Early Communication in the Bush
By: Mike Rogers
The trapper had been in the Bush for months now working his line. He’d not seen another human being since the pilot had unceremoniously dumped him and his gear on the sandbar back in September. He’d found his cabin in good shape and trapped the early season for beaver waiting for ice in. Once the rivers froze and snow had fallen, he’d switched to his taiga line targeting marten and lynx with a few wolf sets for an odd chance at one. It was now January with deep cold and short hours of daylight and the tiny cabin felt claustrophobic. He was also lonely.
While many would think a person with this profession would be an antisocial loner, the reverse was actually true. The trapper was married, and a father of two with friends and acquaintances alike back in town. He didn’t prefer to be alone but bringing his young family on the line was even less appealing. Plus, the money he was making was good and went a long way toward supporting his family in those “pre Pipeline” days of hardscrabble Alaska.
He glanced at his watch, a quarter past 9:00. It was almost time. He checked his antennae- just a piece of wire ran high into a spruce a great risk for a man alone in the backcountry and went into the warm cabin to tune in. He turned on the transistor radio after carefully placing the battery in it and heard the familiar voice crackle from across the miles of dark forest.
“Hello friends, it’s time for Trapline Chatter. We have many messages tonight so please be patient.”
The program was the brain child of Don Nelson. A missionary in Alaska, Nelson travelled extensively through the state. During a winter storm in the mid- 60’s, he was unable to travel back to his home in Stevens Village and appealed to a local gospel station in Fairbanks to broadcast a message to his friends back home that he’d be delayed. Back in those days, telecommunications were practically non-existent once you got outside the larger cities of Anchorage, Fairbanks and Juneau and communication to the Bush often meant waiting on the U.S. Mail to make a weekly or even biweekly run. The station broadcast Nelson’s message and his friends heard it.

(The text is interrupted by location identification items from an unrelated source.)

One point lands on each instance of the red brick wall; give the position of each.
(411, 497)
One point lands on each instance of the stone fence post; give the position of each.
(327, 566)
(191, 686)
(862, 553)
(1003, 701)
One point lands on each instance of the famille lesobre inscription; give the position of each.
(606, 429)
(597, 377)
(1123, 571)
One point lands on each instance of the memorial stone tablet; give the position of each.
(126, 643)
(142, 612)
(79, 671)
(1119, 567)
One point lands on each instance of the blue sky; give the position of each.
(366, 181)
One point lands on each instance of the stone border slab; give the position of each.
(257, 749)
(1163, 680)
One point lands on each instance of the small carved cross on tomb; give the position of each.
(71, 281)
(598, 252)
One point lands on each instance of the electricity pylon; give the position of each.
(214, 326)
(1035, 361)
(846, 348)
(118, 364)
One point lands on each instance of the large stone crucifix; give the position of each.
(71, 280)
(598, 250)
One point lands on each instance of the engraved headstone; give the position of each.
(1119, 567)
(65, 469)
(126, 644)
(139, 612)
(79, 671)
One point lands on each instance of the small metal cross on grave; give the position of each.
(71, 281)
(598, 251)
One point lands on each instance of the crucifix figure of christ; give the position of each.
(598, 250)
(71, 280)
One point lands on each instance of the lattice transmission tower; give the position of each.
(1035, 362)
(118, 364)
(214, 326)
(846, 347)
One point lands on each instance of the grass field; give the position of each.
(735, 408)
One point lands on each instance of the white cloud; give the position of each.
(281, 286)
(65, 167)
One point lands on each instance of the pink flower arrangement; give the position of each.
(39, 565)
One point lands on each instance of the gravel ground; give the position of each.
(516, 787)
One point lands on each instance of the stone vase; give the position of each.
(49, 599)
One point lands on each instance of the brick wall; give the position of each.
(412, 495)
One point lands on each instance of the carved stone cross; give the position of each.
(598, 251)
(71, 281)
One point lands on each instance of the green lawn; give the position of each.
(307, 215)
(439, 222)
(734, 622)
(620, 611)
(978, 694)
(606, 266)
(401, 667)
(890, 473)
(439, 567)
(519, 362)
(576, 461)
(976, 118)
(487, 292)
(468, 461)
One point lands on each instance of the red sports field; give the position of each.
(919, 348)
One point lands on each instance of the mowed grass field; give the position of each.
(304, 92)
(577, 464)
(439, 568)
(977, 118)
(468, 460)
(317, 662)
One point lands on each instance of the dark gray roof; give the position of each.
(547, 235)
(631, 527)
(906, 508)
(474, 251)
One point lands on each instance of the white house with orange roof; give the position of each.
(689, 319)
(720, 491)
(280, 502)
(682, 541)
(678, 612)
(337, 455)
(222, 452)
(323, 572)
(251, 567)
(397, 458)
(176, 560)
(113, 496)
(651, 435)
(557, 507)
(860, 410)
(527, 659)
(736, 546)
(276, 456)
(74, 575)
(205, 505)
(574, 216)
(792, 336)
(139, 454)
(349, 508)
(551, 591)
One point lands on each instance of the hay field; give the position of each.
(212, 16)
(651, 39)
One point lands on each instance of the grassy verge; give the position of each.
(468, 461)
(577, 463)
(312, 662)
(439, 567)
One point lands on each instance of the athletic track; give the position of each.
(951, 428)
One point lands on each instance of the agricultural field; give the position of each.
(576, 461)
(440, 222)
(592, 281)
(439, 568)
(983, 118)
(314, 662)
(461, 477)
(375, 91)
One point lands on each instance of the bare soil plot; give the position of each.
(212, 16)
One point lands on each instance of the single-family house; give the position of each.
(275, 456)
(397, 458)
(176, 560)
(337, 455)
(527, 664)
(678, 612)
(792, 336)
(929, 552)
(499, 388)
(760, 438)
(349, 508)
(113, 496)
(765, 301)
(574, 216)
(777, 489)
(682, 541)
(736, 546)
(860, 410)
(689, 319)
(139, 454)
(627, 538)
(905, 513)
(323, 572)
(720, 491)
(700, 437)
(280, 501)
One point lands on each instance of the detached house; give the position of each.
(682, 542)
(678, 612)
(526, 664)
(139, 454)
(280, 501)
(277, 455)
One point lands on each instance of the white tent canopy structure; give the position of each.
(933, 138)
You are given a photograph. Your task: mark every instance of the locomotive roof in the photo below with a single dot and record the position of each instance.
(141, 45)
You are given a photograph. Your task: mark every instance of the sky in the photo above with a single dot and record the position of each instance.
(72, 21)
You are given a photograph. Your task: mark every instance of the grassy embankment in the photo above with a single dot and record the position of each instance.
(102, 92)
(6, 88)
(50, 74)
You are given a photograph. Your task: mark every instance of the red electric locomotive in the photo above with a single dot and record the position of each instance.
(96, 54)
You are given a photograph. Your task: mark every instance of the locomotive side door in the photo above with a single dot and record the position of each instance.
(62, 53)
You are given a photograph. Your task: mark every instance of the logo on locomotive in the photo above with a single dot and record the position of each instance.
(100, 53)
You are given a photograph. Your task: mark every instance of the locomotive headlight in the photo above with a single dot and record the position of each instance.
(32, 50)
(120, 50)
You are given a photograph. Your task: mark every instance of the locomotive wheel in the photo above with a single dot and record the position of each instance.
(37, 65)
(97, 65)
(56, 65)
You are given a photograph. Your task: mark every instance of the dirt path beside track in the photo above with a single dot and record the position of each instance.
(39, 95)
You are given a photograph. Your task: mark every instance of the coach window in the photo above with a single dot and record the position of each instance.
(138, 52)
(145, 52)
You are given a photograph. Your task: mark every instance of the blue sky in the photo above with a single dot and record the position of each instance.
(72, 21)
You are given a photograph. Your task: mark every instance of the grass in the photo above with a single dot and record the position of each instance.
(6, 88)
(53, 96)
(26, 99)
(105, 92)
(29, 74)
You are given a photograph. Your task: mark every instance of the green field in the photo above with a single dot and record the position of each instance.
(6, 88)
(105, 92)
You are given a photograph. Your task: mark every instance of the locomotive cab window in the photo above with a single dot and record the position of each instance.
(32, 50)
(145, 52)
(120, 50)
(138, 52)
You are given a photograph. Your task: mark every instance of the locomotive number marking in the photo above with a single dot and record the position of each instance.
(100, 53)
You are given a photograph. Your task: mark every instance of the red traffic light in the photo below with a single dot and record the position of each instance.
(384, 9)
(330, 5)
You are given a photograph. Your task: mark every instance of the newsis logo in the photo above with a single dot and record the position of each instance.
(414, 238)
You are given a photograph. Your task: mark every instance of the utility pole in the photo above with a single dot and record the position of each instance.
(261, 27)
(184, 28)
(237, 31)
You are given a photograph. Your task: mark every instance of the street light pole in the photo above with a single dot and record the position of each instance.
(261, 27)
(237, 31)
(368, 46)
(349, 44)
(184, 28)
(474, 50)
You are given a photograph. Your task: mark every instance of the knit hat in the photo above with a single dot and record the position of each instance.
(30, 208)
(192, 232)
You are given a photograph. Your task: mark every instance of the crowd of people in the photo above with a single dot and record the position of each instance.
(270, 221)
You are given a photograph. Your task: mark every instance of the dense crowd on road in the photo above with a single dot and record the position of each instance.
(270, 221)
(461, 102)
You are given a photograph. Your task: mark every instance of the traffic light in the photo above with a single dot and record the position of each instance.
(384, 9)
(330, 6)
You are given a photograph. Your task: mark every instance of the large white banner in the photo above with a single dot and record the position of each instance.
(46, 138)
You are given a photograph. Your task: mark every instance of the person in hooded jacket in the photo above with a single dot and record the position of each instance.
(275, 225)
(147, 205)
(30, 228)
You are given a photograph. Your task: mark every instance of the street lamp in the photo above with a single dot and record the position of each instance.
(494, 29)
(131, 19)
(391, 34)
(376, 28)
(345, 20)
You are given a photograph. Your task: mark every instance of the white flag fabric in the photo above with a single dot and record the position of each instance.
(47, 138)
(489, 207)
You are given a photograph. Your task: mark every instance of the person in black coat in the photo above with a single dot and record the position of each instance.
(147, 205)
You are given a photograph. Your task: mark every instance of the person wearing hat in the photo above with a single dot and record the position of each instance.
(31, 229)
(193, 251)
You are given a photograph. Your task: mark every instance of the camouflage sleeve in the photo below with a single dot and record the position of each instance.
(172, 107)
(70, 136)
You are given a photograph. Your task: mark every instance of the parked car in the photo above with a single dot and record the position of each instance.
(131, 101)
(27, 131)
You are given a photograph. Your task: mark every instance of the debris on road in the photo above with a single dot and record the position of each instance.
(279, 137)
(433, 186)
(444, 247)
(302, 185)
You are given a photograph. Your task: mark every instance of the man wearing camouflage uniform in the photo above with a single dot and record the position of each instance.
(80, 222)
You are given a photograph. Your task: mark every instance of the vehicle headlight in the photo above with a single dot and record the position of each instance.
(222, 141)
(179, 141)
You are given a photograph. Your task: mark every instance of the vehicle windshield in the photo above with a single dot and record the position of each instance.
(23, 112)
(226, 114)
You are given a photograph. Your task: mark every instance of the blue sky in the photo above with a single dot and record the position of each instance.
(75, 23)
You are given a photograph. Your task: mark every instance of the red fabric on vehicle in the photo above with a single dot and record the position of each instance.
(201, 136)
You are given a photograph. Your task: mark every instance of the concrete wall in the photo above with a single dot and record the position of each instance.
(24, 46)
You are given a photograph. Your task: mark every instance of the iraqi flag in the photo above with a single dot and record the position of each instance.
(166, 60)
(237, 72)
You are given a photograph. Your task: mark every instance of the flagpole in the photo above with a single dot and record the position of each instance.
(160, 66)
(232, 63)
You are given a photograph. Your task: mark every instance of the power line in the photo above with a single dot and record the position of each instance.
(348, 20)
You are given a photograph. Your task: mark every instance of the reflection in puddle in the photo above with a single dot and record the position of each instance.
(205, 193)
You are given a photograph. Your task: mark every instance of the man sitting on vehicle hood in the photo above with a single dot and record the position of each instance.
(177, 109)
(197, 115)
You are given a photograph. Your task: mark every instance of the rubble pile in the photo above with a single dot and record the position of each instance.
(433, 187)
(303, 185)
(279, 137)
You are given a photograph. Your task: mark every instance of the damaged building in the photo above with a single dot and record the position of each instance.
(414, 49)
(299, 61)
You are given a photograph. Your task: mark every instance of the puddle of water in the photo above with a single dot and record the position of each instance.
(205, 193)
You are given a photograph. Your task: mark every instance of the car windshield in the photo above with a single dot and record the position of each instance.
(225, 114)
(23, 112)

In 1967, Nelson started KJNP, a gospel station in North Pole. Almost from the beginning, Trapline Chatter was a nightly feature. Family and friends could call the station and dictate a message, which would be read aloud on the air. Trappers and others living in the Bush could tune in and receive those messages. While it seems somewhat clunky to our 21st century mentality, this was pretty revolutionary for the day before satellite phones and ubiquitous internet. For that matter, the telephone was still pretty new to the 49th state. By harnessing the power of broadcast radio, remote people could receive news in, if not a speedy, at least a timely manner. At the height of the show’s popularity in the mid eighties, the number of messages read aloud averaged nearly a hundred a night with a record 167 messages in a single broadcast. While statistics are rare, it could have very well been the most popular radio program in Alaska during the 1970s and early 1980s.
While many of the messages were simple well wishes or affections from family, it wasn’t just personal material. Alaska State Troopers and Fish and Game used the popular program to broadcast news of hunting and trapping closures and emergency orders and severe weather warnings were frequently broadcast. In one dramatic instance, a surgeon in Fairbanks called the radio station and relayed life saving instructions over the air to a paramedic in a remote village on how to administer treatment to a critical patient in a storm that had planes and helicopters grounded.
Trapline Chatter is a uniquely Alaskan program that still airs nightly on KJNP 1170 AM and its repeaters that stretch from the Matanuska Valley all the way to Barrow. Even in this technologically advanced age, they still average 4 to 5 messages a night during the winter to trappers still pursuing fur from their remote cabins. While Nelson passed in 1997, I’d think even he’d be surprised at the reach and magnitude his program had over the last 52 years.